The construction of a Forensic Laboratory needs to be completed to assist the police is combating crime efficiently. Namibia Police spokeperson Edwin Kanguatjivi shared concerns on the slow progress of the building which started last year.
The construction of the building that started last year will cost an amount of N$281 664 million. The Police spokesperson when asked this week was oblivious of the status of the construction, or about when the much-needed facility will become operational.
Forensic evidence continues to haunt the Namibian Police evidence gathered from crime scenes continues to be either insufficient or unavailable at all. The country has recorded various cases which remain unresolved.
Dawid Bezuidenhout High School’s pupil Magdalena Stoffels’ body was found nine years ago, with her throat slit but still alive in a riverbed near her school at the end of July 2010. She died shortly after being found. The perpetrator is still at large.
Stoffels was a pupil when she was brutally raped and murdered in a riverbed. No convincing evidence has yet been brought forward to apprehend the criminal.
Other brutal murders that remain unresolved include that of 36-year-old Sanna //Garoes in June 2005. Her torso that was dissected into two was found in a rubbish bin at a lay by next to the B1 road.
In the same year, 22-year-old Melanie Janse’s body was discovered lying next to the Western Bypass near the Van Eck Power station. Janse’s body was found unclothed. In both cases, no evidence was brought forth.
The country still yearns for answers into the murder of Juanita Mabula. In October 2005, 21-year old Mabula was found decapitated next to a section of the Western By- pass. Her head was found lying next to the B1 road between Windhoek and Rehoboth.
In December 2005, 18-year old Viola Swartbooi had gone missing from her home was found buried naked in a shallow grave at Re- ho-both.
The issue of unresolved murders has taken center stage over the years and Nampol, this week, conceded that the completion of the lab would improve the quality of investigations and evidence brought forth on criminal cases.
“The lab is important. Forensic evidence is better than any other evidence. The current daily experience is that you will find three people having witnessed the same incident but will give three different statements.

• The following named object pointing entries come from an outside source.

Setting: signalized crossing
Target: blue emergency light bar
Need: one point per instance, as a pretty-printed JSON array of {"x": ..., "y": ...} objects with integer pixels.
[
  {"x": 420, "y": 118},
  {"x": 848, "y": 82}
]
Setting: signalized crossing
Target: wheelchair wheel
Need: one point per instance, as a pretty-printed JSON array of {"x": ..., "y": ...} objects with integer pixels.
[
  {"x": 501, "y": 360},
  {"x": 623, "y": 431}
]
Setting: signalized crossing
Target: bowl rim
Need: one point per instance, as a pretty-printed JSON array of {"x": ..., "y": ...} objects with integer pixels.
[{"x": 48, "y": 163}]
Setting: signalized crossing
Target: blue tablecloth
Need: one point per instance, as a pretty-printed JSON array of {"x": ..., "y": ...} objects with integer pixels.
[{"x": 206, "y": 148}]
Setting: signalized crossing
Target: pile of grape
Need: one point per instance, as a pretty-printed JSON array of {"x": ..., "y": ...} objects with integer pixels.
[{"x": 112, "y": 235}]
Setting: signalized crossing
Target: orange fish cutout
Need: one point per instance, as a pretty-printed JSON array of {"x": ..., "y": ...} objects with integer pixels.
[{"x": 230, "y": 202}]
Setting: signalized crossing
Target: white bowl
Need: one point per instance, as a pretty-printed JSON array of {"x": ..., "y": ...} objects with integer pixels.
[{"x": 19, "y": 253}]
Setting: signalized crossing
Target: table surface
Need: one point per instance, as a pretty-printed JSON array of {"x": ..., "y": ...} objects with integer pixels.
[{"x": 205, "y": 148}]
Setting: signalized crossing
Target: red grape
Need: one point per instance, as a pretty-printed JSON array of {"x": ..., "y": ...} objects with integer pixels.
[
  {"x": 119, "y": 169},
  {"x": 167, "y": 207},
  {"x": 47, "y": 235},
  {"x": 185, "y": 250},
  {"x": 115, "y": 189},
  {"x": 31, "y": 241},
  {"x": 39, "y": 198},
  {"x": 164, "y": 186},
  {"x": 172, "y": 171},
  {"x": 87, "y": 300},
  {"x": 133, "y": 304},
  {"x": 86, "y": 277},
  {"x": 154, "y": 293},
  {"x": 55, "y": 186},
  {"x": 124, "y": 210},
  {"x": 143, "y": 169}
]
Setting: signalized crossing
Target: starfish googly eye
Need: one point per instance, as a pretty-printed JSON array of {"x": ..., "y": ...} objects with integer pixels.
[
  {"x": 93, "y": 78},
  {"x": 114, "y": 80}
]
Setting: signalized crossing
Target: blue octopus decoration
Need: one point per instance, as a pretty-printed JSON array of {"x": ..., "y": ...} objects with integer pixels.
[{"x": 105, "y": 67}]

But if we have evidence that is scientifically proven, that be- comes evidence beyond reasonable doubt,” Kanguatjivi said, adding that the new forensic lab will result in the police no longer paying exorbitant monthly rental fees at a building they are currently renting for their forensic services.
“We have a lab at the moment and we have been able to cope but we cannot say all is well with the current situation.
That is why we need that building to be completed. It has to be done soonest.”